Cerebrale amyloïdangiopathie (CAA) is radiologisch progressief, zelfs op korte termijn. Dat concluderen Nederlandse onderzoekers in Neurology. Na 1 jaar vertoonden alle symptomatische en de meeste presymptomatische patiënten progressie van ten minste 1 MRI-marker.
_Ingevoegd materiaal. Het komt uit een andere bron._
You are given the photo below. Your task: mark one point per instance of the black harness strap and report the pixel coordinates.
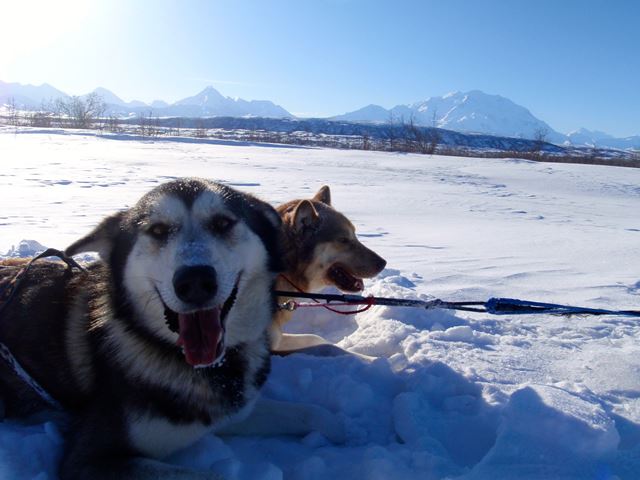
(8, 290)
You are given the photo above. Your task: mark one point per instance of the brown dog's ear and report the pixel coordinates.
(100, 239)
(304, 215)
(323, 195)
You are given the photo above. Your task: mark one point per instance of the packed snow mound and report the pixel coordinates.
(451, 394)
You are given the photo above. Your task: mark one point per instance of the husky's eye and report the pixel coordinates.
(159, 231)
(221, 224)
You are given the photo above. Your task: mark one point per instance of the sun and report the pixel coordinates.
(28, 25)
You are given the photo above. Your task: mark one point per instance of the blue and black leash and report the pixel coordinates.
(493, 306)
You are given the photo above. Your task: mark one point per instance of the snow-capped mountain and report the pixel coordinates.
(208, 103)
(470, 112)
(466, 112)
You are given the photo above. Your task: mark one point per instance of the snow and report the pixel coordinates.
(453, 395)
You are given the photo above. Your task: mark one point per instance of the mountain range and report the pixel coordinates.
(208, 103)
(468, 112)
(478, 112)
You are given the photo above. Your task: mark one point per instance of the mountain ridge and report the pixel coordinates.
(467, 112)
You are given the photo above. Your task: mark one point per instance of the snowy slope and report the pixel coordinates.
(473, 112)
(454, 395)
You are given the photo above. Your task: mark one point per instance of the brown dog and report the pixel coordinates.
(320, 249)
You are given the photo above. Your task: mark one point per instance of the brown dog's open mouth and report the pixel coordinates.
(201, 333)
(344, 280)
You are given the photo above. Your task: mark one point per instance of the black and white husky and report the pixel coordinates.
(163, 340)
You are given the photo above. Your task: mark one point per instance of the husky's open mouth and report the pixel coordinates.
(201, 333)
(343, 279)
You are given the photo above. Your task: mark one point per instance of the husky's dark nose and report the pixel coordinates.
(195, 285)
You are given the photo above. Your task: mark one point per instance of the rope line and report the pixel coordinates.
(493, 306)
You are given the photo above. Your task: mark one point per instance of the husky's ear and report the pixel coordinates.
(304, 215)
(323, 195)
(100, 239)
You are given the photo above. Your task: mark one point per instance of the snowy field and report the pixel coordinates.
(453, 395)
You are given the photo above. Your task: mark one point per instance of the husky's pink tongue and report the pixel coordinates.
(201, 336)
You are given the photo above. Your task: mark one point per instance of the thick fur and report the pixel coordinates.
(316, 237)
(100, 344)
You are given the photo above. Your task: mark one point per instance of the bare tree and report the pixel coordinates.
(420, 139)
(12, 112)
(201, 131)
(81, 112)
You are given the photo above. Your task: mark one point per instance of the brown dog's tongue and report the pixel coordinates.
(200, 334)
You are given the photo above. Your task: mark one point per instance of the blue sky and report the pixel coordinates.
(572, 63)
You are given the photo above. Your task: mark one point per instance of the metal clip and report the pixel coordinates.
(289, 306)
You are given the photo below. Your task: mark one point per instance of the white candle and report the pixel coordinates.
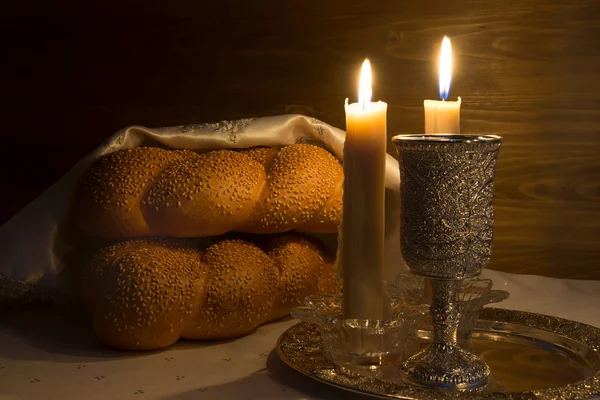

Cerebrale microbloedingen en het volume van wittestofhyperintensiteit zijn volgens de auteurs de meest veelbelovende markers om kortetermijnprogressie te volgen in toekomstige studies.
Om het inzicht in de snelheid van progressie van CAA te vergroten en mogelijke eindpunten voor toekomstige trials te identificeren, was deze studie gericht op het bepalen van: 1) de radiologische progressie van sporadische (sCAA) en Dutch-type CAA (D-CAA) na 1 jaar, 2) de imaging-marker die het meest geschikt is om de kortetermijnprogressie te meten, en 3) factoren die zijn geassocieerd met progressie.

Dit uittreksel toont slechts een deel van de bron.